- Born: February 8, 1945 East Orange, New Jersey, U.S.
- Died: July 28, 2016 (aged 71) Mont-de-Marsan, France
- Occupations: Pianist, music professor
- Instruments: Piano, fortepiano

= Seth Carlin =

American pianist (1945–2016)

Seth Carlin (February 8, 1945 - July 28, 2016) was an American pianist and fortepianist. A student of Morton Estrin, Jules Gentil, Wilhelm Kempff, and Rosina Lhévinne, Carlin was especially noted for his performances of the music of Schubert. He appeared on French, Swedish, Chinese and German national television and radio and performed as soloist with orchestras including the Boston Pops and St. Louis Symphony under such conductors as Leonard Slatkin and Nicholas McGegan. He was a prizewinner in the Ferruccio Busoni International Piano Competition and the International Tchaikovsky Competition, and performed a complete cycle of Schubert piano sonatas in New York broadcast by NPR.

== Early life and education ==
A native of East Orange, New Jersey, Carlin began playing piano at the age of 6. At the age of 9, he made his public debut on New York radio station WNYC.

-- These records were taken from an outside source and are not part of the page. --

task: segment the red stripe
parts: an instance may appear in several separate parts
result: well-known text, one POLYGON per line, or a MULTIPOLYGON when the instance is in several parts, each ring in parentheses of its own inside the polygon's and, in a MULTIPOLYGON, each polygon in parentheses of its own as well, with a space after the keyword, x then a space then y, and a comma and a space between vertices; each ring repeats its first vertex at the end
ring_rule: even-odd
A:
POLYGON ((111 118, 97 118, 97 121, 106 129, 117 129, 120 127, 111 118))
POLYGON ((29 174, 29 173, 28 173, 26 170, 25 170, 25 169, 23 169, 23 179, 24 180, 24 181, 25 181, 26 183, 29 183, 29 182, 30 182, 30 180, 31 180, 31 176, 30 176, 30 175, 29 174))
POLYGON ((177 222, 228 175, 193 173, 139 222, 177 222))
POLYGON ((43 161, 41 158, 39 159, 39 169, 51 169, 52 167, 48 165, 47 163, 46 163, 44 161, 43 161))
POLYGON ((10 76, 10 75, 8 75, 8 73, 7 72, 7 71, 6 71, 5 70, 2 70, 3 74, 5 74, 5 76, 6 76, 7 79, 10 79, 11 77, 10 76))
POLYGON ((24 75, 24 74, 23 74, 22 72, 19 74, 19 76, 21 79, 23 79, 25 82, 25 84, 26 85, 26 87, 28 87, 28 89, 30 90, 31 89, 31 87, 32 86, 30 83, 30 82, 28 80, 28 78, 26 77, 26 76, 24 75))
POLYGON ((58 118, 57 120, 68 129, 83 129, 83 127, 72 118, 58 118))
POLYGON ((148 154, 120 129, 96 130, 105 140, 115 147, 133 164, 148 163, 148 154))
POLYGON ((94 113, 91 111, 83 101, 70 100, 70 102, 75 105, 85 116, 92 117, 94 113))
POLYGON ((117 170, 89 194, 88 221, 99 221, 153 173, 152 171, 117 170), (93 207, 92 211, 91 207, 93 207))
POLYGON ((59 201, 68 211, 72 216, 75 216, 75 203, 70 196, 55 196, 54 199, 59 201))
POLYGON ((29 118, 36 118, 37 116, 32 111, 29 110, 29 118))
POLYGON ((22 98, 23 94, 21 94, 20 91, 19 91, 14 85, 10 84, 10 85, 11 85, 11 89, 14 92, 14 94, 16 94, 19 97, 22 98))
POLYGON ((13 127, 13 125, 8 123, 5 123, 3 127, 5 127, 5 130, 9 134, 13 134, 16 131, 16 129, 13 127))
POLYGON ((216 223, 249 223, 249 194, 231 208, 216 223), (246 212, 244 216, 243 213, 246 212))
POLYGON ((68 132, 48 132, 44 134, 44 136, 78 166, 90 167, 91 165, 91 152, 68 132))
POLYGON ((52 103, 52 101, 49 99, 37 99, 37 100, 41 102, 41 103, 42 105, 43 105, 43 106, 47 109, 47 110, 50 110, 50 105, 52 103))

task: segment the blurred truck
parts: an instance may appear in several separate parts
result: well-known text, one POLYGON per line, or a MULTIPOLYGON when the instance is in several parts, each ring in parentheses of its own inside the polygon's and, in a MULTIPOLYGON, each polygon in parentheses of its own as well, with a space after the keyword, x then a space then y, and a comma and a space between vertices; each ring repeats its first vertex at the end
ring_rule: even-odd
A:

Carlin studied at the École Normale de Musique de Paris with Jules Gentil. He earned a bachelor's degree in music from Harvard University in 1969 and a master's degree in piano from the Juilliard School in 1970. He studied with Rosina Lhévinne, Wilhelm Kempff and Morton Estrin.

== Career ==
In 1973, Carlin won fifth prize at the Ferruccio Busoni International Piano Competition. He was a semifinalist in the International Tchaikovsky Competition in 1970. In 1977, he made his debut recital in New York, performing all three of Schubert's last sonatas. He taught at Hiram College and Phillips Exeter Academy before joining Washington University in St. Louis as director of the piano program in 1979.

In 1989, Carlin was one of two winners of a recitalist grant from the National Endowment for the Arts. From 1991-1992, he performed the complete cycle of Schubert piano sonatas on fortepiano in five concerts in New York; these concerts were broadcast on NPR. In 1992, he performed at Lincoln Center's Alice Tully Hall; his performance was described by The New York Times as "sparklingly transparent".

Carlin appeared as soloist with conductors Roger Norrington, Nicholas McGegan and Leonard Slatkin with such orchestras as the Boston Pops, St. Louis Symphony Orchestra, San Francisco Philharmonia Baroque. He was the soloist in the St. Louis Symphony premiere of Dmitri Shostakovich's Piano Concerto No. 2. Additionally he performed in recital with such artists as Pinchas Zukerman, Yo-Yo Ma, James Buswell, Anner Bylsma and Malcolm Bilson. Additionally, Carlin was a founding member of the Eliot Trio of Washington University with violinist David Halen and cellist Bjorn Ranheim.

== Personal life and death ==
Carlin was married to harpsichordist Maryse Carlin, and had two children. He died following a swimming accident in Mont-de-Marsan, France on July 28, 2016, at the age of 71.